In setting the record straight, Cornforth and Wardlow track Johnson from birth to death. They do so by citing friends, family, and Johnson's contemporaries, including the likes of Johnny Shines and Calvin Frazier, who not only knew Johnson first hand but played alongside him. Some of the material here has been collected by others and has appeared in past publications. However, there is a great deal here that is new here. And nothing, according to the authors, that is not corroborated. Although I've read most of what has been written about Johnson over the last fifty years- until this book, the best being being Elijah Ward's Escaping the Delta: Robert Johnson and the Invention of the Blues- Up Jumped the Devil is going to be invaluable to anyone interested in Johnson or Delta blues. Having said that, I thought I'd put together, pretty much off the top of my head and in no particular order of importance, a list of what I learned, or maybe knew but forgot, from reading Cornforth and Wardlow's book:
-Johnson was already proficient on guitar when still a teenager- though he was playing what is described by Cornforth and Wardlow, or their informantm as folk blues, rather than the deep blues with which he is commonly associated. That Son House's famous assessment of RJ had to do with the sudden realization that he now faced a competitor in RJ.
-That RJ went by a variety of names and nick-names, that he was subjected to what amounted to physical abuse by his step-father Dusty Willis. The latter wanted young Robert to work in the fields instead of playing music. Not surprisingly, RJ hated field work. Also, he enjoyed school, liked to read and was sophisticated in his taste in music.
-That RJ was capable of playing complex chords, had a near perfect ear, could hear a piece of music on the radio and reproduce it at gigs later that evening. He was also capable of playing in the jazzier style of his musical hero Lonnie Johnson. According to Calvin Frazier and Johnny Shines, RJ could play practically any type of music, would play tarantellas at Italian weddings, Jewish music at at Jewish weddings, etc..
-Though RJ heard an array of Delta musicians, including House and Patton, and learned from them, his main influence was a local musician, Ike Zimmerman.
-That RJ traveled widely, not only to Memphis, where he had immediate family, and Texas where he would record, but Chicago, Kentucky, New York, Detroit, Canada both on his own and in the company of Shines and Frazier, to play music.
-That RJ kept a notebook, worked out renditions of songs and rarely varied the lyrics or melody.
-That RJ turned against religion after the death of his first wife and child while giving birth. He was nineteen at the time.

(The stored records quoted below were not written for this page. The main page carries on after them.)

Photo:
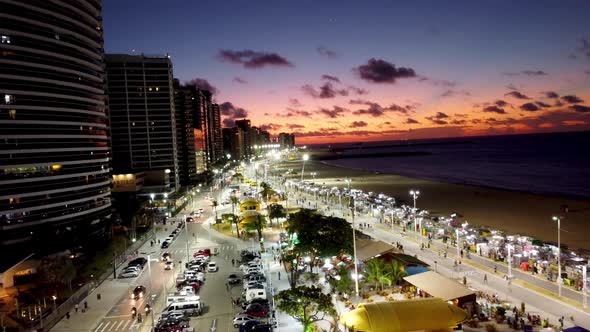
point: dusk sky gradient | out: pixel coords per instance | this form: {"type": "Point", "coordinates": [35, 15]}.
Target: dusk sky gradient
{"type": "Point", "coordinates": [334, 71]}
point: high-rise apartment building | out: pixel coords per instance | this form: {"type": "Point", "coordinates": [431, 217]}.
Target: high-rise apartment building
{"type": "Point", "coordinates": [142, 115]}
{"type": "Point", "coordinates": [244, 125]}
{"type": "Point", "coordinates": [190, 104]}
{"type": "Point", "coordinates": [214, 123]}
{"type": "Point", "coordinates": [54, 138]}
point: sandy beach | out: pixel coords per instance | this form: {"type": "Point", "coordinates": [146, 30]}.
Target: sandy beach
{"type": "Point", "coordinates": [515, 212]}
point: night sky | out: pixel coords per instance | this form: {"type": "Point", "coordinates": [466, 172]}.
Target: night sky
{"type": "Point", "coordinates": [334, 71]}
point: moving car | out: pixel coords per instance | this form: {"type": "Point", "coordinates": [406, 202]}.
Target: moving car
{"type": "Point", "coordinates": [129, 272]}
{"type": "Point", "coordinates": [241, 319]}
{"type": "Point", "coordinates": [138, 292]}
{"type": "Point", "coordinates": [212, 267]}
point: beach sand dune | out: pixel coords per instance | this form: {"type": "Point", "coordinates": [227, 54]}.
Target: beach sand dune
{"type": "Point", "coordinates": [515, 212]}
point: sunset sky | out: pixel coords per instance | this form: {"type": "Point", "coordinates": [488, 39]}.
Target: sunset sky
{"type": "Point", "coordinates": [333, 71]}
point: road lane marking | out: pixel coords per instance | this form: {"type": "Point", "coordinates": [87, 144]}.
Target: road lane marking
{"type": "Point", "coordinates": [105, 326]}
{"type": "Point", "coordinates": [98, 327]}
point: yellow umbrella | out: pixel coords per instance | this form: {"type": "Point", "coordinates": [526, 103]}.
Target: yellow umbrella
{"type": "Point", "coordinates": [398, 316]}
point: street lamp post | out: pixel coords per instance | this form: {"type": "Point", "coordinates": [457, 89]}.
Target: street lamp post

-That RJ's ambition was to play on Ted Mack's Amateur Hour, in the hope that it would be a springboard to national notoriety.
- That RJ didn't face the wall during his recording sessions out of nervousness but because he wanted to hide what he was doing from a group of Mexican musicians. He is reported to have often turned his back on musicians if he thought they were trying to steal his licks.
-That John Hammond Sr kicked-off the misinformation surrounding RJ in his article that followed on from his Spirituals to Swing concert.
|Johnson's death certificate|
Of course, this is just the tip of the iceberg. There is clearly a great deal more in Up Jumped the Devil that's both surprising, illuminating and new. Interestingly, rather than simply debunking the various myths surrounding Johnson's life- meeting the devil at the crossroads, etc.- Wardlow and Cornforth spend time investigating the various beliefs common to the African-American culture at that time and in that place that behind such stories. Likewise, they do the same for some of Johnson's more obscure lyrics. While it remains debatable as to whether Johnson is the greatest of Delta bluesmen, when you finish this book you will not only know more about him, but you will definitely have a greater appreciation of him as a musician.